There are 3 patterns to handle data persistence to relational DBs:
- Active Record
- Data Mapper
Associated to this patterns, we have a few more design patterns to help implement the previous ones:
- Unit of work
- Identity map
- Lazy loading
And we also have 3 patterns to structure the data in the DB:
- Single table inheritance
- Concrete table inheritance
- Class table inheritance
This is the simplest approach to persisting objects. Each entity represents a table row and knows how to connect to the DB, persist itself to the DB and find other sibling objects from the DB, using static methods.
An object that wraps a row in a DB table or view, encapsulates the DB access, and adds domain logic to that data.
This pattern may be usable in simple projects, however, it has an enormous amount of responsibilities, breaking the SRP. As complexity grows, and we refactor the domain objects into smaller objects, we lose the one-on-one mapping of objects to table rows and the pattern breaks.
The gateway represents a table in the DB and takes care of connecting, persisting and finding objects in the DB.
These gateways should be as simple as possible, generic, mechanic, reusable, maybe even generated. They should know nothing about business logic.
The problem is that, because they are supposed to be as simple as possible, they make a direct mapping from table column to object property. If changes are done to either the model or the DB, those changes need to be reflected in its counterpart.
The data mapper makes the translation between a set of data ans one or several objects and from an object into one or several tables. It can, and should, use some kind of entity management system to cache the objects that were already extracted from the DB.
However, the concrete task of connecting, finding and persisting a set of data in the DB should be left to a data gateway. A common option is to implement a data mapper as a decorator around a data gateway.
How to load and save objects
Repeatedly persisting and loading the same object to/from the DB can have a severe impact in performance, therefore that is something we don’t want to be doing. We also need to prevent concurrently changing and persisting different instances that represent the same data.
To prevent this, we need to keep track of the objects that are loaded, in order to:
- Not read an object from the DB more than once
- Not write an object to the DB more than once
- Always use the same object version for all editing operations (prevent concurrency)

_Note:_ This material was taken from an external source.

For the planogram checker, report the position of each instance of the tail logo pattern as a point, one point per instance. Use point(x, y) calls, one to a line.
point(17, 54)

- Limit the entity nested graph loaded
There are a few patterns that can help us with this.
Unit of work
Maintains a list of objects affected by a business transaction and coordinates the writing out of changes and the resolution of concurrency problems.
There are a few ways to implement this pattern, but the only one that allows for transparency (implicit persistence of changed entities) and decoupling of the entity from the UoW is to create a snapshot of the entity when loading it and comparing each managed entity to its snapshot when flushing the managed data into the DB, so that we only persist the modified objects. This adds some computation overhead, but it might be worth it performance wise and it sure is worth it, maintenance wise.
Ensures that each object gets loaded only once by keeping every loaded object in a map. Looks up objects using the map when referring to them.
The identity map is the structure that is used by the unit of work to keep track of the loaded entities. Whenever we ask for an entity that has already been loaded once, the unit of work return a second reference to it.
As a side effect, the identity map works as a caching mechanism, but its primary goal is to maintain unique entities in memory.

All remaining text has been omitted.